However, while the abbot decries the current harassment that the non-commemorators are being subjected to, he also writes, “I do not cease commemoration of my bishop (unless he is subjected to conciliar condemnation). I do not want to cause a split in the Church, because I consider it the greatest sin…”
“I remain in the Church, and with humbly bowed head and pain I say to our Mother, ‘Mother Church, I am not finding rest in your words. Help me. Do not leave me to wander on narrow and desperate paths.’” Archimandrite Gregory continues.
“I am not a zealot, but I am not an ecumenist,” the elder writes. “I absolutely do not like to see how the patriarch prays with and is photographed with the Pope of Rome and the heterodox. I had hoped that the Crete Council would renounce ecumenism, not approve it at a conciliar level,” writes the Athonite, echoing the concerns of many hierarchs, clergy, monastics, and faithful throughout the Orthodox world.
Reflecting on the ecumenical movement, Fr. Gregory states, “The Orthodox Church has received no benefit from these dialogues [with the heterodox]. On the contrary, they have brought confusion to the people and sorrow to pious Christians…” With these words, he echoed the sentiments of Metropolitan Nikolaos of Mesogaia and Lavreotiki, who has said, “We need pan-Orthodox efforts. Attempts to negotiate with the heterodox have caused serious harm to the Orthodox Church.”
“The path of Orthodox confession is difficult,” the ascetic writes.

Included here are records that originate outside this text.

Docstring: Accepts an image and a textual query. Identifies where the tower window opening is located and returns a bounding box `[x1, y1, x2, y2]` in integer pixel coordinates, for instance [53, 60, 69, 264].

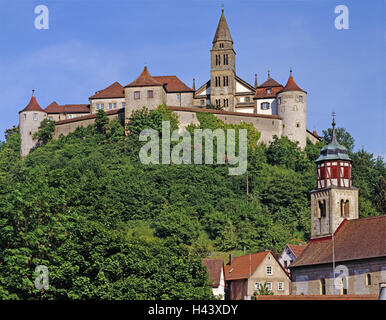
[320, 279, 326, 295]
[296, 123, 300, 128]
[223, 54, 229, 65]
[245, 97, 250, 103]
[23, 114, 27, 120]
[318, 200, 326, 218]
[33, 113, 38, 121]
[299, 95, 303, 102]
[219, 43, 224, 48]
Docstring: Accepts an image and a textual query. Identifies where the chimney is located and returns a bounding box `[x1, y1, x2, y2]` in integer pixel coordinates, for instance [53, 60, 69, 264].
[229, 254, 234, 265]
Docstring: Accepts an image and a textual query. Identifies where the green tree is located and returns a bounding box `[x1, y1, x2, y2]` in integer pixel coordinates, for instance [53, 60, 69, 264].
[373, 175, 386, 214]
[95, 110, 109, 134]
[33, 119, 55, 145]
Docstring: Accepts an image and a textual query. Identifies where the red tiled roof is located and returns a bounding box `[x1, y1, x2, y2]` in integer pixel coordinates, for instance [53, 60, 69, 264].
[19, 96, 46, 113]
[254, 85, 283, 99]
[258, 77, 283, 88]
[203, 259, 224, 288]
[89, 81, 124, 99]
[288, 244, 307, 258]
[125, 66, 163, 88]
[224, 251, 269, 281]
[279, 75, 306, 93]
[45, 102, 90, 114]
[153, 76, 194, 93]
[290, 215, 386, 268]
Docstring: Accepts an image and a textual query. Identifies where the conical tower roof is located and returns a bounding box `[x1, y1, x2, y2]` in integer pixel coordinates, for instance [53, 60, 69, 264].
[279, 71, 306, 93]
[125, 66, 163, 88]
[19, 95, 46, 113]
[212, 10, 233, 44]
[316, 118, 351, 163]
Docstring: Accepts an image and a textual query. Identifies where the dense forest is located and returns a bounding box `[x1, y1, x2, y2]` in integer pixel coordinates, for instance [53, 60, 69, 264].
[0, 106, 384, 299]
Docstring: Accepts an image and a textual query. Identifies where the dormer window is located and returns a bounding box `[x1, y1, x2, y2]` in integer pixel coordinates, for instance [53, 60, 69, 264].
[266, 88, 272, 94]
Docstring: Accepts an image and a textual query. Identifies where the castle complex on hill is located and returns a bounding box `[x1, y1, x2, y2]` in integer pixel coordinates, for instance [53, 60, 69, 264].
[18, 9, 320, 157]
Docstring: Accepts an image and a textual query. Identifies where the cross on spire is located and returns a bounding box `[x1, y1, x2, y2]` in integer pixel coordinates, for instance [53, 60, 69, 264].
[332, 112, 336, 128]
[221, 3, 224, 13]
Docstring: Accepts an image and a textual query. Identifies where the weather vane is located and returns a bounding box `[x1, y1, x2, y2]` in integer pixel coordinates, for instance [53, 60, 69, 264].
[221, 3, 224, 13]
[332, 112, 336, 128]
[32, 89, 35, 96]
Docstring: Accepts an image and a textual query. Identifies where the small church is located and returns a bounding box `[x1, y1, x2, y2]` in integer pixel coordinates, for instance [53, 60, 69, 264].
[289, 118, 385, 296]
[18, 9, 320, 157]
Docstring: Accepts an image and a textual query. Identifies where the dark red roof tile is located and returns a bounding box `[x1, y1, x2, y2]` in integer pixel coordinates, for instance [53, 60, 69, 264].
[290, 215, 386, 268]
[19, 96, 45, 113]
[153, 76, 193, 93]
[89, 81, 124, 99]
[279, 75, 306, 93]
[45, 103, 90, 114]
[125, 66, 163, 88]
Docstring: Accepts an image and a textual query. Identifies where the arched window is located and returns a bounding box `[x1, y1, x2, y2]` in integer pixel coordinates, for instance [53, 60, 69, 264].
[340, 200, 345, 217]
[366, 273, 371, 286]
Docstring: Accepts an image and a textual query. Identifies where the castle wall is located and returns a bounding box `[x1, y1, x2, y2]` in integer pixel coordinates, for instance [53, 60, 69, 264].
[53, 111, 123, 138]
[168, 107, 283, 145]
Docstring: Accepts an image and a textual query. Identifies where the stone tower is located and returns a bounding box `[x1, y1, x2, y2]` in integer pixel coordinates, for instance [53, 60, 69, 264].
[19, 93, 47, 157]
[210, 9, 236, 111]
[310, 117, 359, 239]
[277, 71, 307, 149]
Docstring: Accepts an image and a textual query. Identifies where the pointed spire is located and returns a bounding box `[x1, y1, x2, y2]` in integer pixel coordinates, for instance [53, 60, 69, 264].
[254, 73, 258, 89]
[331, 112, 337, 143]
[212, 9, 233, 44]
[192, 78, 196, 91]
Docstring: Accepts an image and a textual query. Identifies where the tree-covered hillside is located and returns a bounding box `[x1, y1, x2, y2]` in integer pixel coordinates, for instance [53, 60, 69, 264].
[0, 107, 384, 299]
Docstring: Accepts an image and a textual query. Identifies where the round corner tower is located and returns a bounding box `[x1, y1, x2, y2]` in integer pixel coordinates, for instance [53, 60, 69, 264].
[277, 71, 307, 149]
[19, 94, 47, 157]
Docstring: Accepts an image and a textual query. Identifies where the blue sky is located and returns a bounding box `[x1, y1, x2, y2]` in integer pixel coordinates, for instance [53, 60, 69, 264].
[0, 0, 384, 157]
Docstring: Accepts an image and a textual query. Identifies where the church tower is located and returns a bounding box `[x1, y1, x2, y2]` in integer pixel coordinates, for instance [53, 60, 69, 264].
[310, 116, 359, 239]
[210, 8, 236, 111]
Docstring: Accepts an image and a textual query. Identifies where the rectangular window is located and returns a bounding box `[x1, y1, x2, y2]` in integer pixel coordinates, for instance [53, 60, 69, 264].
[134, 91, 140, 100]
[96, 104, 100, 110]
[299, 95, 303, 102]
[100, 103, 104, 110]
[33, 113, 38, 120]
[266, 282, 272, 291]
[122, 102, 126, 108]
[109, 103, 112, 110]
[278, 97, 281, 104]
[200, 99, 205, 106]
[113, 103, 117, 109]
[245, 97, 250, 103]
[223, 54, 228, 65]
[177, 93, 181, 101]
[48, 116, 53, 121]
[278, 282, 284, 291]
[266, 266, 272, 276]
[267, 88, 272, 94]
[254, 282, 260, 290]
[261, 102, 270, 110]
[23, 114, 27, 120]
[148, 90, 153, 98]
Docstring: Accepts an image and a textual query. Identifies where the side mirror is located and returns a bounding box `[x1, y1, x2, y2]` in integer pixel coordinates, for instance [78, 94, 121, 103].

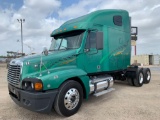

“It is based not on outbursts and explosions [of indignation], but the fear of God and deep faith that the Church is the mystical Body of Christ. The Lord is the head of the Church, and we are all, regardless of position, equal and responsible members of the Church, consciously believing that the gates of hell (heresy) will not overcome it. We believe and confess that the Church is Catholic and Holy,” he continues, professing his deep faith in the one true Church of Christ.
In accord with this faith, he writes, “We do not believe that there are some other ‘churches,’ regardless of whether they have retained traces of truth, or deliberately hide the truth.”
“May Christ confirm His Church, for if we lose faith in the One Church, then all is lost,” Abbot Gregory writes, in conclusion.